Kitab okumamış, yazı yazmamış, kimseden ders görmemiş kimse.
Allahü teâlâ Kur’ân-ı kerîmde meâlen buyruldu ki: Onlar ki, yanlarında bulunan Tevrât ve İncîl’de ismini yazılı buldukları O ümmî resûle tâbi olurlar. O (Resûl) kendilerine iyiliği emrediyor, kötülükten sakındırıyor… (Resûlüm) de ki: “Ey insanlar! Gerçekten ben sizin hepinize gelen, Allah’ın peygamberiyim. O Allah ki, yer ve göklerin tasarrufu (idâresi) O’nundur. O’ndan başka hiçbir ilâh yoktur, öldürür ve diriltir. Onun için hem Allah’a hem de bütün kelimelerine îmân eden o ümmî peygambere, resûlüne îmân edin ve O peygambere uyun ki, doğru yolu bulasınız. (A’râf sûresi: 157,158)
Resûlullah efendimiz sallallahü aleyhi ve sellem, ümmî idi. Mekke’de doğup, büyüyüp belli kimseler arasında yetişip seyâhat etmemiş iken, Tevrât’ta, İncîl’de ve Yunan ve Roma devirlerinde yazılmış kitablarda bulunan bilgilerden, hâdiselerden haber verdi.
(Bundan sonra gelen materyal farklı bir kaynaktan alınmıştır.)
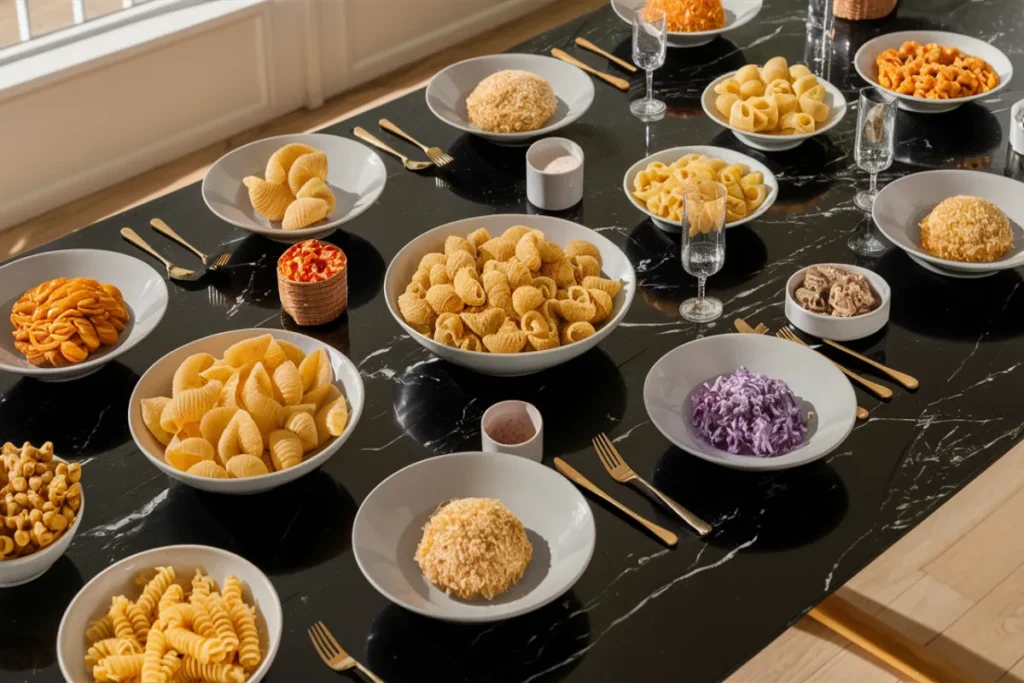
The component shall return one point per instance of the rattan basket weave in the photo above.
(862, 9)
(314, 303)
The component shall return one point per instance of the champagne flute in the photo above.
(702, 245)
(649, 39)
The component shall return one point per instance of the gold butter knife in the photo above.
(569, 473)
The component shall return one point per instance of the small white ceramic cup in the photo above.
(557, 188)
(513, 427)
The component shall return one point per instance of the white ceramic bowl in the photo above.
(737, 13)
(903, 203)
(813, 378)
(671, 156)
(389, 525)
(143, 289)
(615, 265)
(157, 382)
(867, 69)
(449, 88)
(767, 141)
(839, 329)
(93, 600)
(355, 174)
(30, 567)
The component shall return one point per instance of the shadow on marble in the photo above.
(403, 647)
(784, 510)
(440, 404)
(32, 614)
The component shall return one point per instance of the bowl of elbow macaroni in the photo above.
(509, 294)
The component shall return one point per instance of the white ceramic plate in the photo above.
(157, 382)
(813, 378)
(737, 13)
(766, 141)
(839, 329)
(671, 156)
(389, 525)
(867, 69)
(615, 265)
(93, 600)
(355, 174)
(143, 289)
(903, 203)
(449, 88)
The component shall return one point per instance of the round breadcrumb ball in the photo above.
(967, 228)
(474, 547)
(511, 101)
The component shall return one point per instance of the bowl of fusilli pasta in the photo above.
(509, 294)
(655, 183)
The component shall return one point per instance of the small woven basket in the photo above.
(858, 10)
(314, 303)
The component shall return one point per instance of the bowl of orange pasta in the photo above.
(654, 183)
(177, 612)
(246, 411)
(932, 72)
(509, 294)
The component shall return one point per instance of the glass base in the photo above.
(647, 110)
(700, 310)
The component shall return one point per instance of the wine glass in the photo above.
(649, 40)
(704, 244)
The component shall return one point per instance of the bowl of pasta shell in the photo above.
(246, 411)
(654, 183)
(172, 613)
(509, 294)
(774, 107)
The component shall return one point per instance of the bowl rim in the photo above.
(526, 134)
(608, 326)
(885, 296)
(66, 537)
(162, 296)
(903, 36)
(273, 638)
(479, 455)
(311, 231)
(837, 94)
(233, 485)
(633, 170)
(700, 34)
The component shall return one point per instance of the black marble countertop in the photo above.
(782, 541)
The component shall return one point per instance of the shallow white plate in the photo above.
(902, 204)
(737, 13)
(389, 525)
(93, 600)
(867, 69)
(157, 382)
(815, 381)
(615, 265)
(143, 289)
(766, 141)
(673, 155)
(449, 88)
(355, 174)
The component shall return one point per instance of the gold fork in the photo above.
(333, 654)
(211, 263)
(623, 473)
(877, 389)
(433, 154)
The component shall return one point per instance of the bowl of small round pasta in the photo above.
(176, 612)
(246, 411)
(654, 183)
(509, 294)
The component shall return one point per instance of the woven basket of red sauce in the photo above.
(312, 282)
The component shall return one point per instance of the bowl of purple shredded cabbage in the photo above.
(750, 401)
Hicretin altıncı senesinde,Rum, İran ve Habeş hükümdârlarına ve diğer Arap pâdişâhlarına mektuplar gönderdi. (İmâm-ı Kastalânî)
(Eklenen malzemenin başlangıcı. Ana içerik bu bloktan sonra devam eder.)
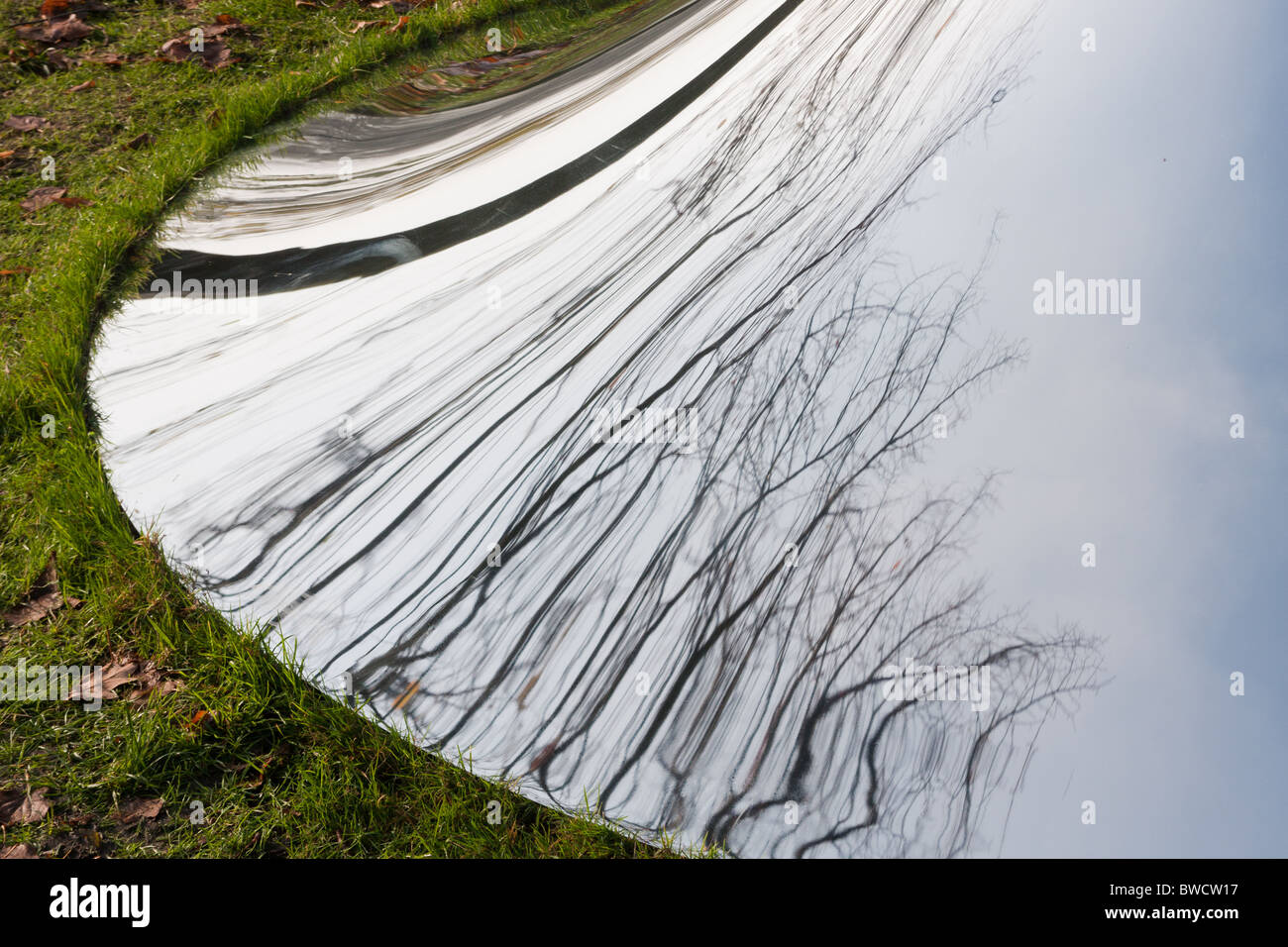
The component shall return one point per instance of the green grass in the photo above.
(278, 768)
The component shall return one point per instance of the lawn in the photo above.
(215, 745)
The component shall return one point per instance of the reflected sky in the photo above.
(651, 489)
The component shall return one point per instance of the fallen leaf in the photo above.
(46, 595)
(26, 123)
(56, 9)
(58, 33)
(22, 808)
(137, 809)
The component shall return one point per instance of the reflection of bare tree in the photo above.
(768, 665)
(760, 583)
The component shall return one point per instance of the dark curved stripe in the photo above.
(291, 269)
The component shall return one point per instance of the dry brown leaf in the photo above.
(56, 33)
(26, 123)
(37, 198)
(46, 596)
(136, 809)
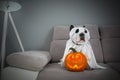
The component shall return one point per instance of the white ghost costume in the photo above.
(81, 45)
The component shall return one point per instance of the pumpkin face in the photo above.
(75, 61)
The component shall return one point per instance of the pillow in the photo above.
(31, 60)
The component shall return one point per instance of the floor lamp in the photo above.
(7, 7)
Muhammed aleyhisselâm ümmî olduğu hâlde, târih, fen, ahlâk, siyâset ve sosyal bilgilerle dolu bir kitâb ortaya koydu. Yalnız o kitaba uyarak dünyâya adâlet yaymış olan hükümdârların yetişmesine sebeb oldu. Kur’ân-ı kerîm, Muhammed aleyhisselâmın mûcizelerinin en büyüğüdür. (M. Sıddîk Gümüş)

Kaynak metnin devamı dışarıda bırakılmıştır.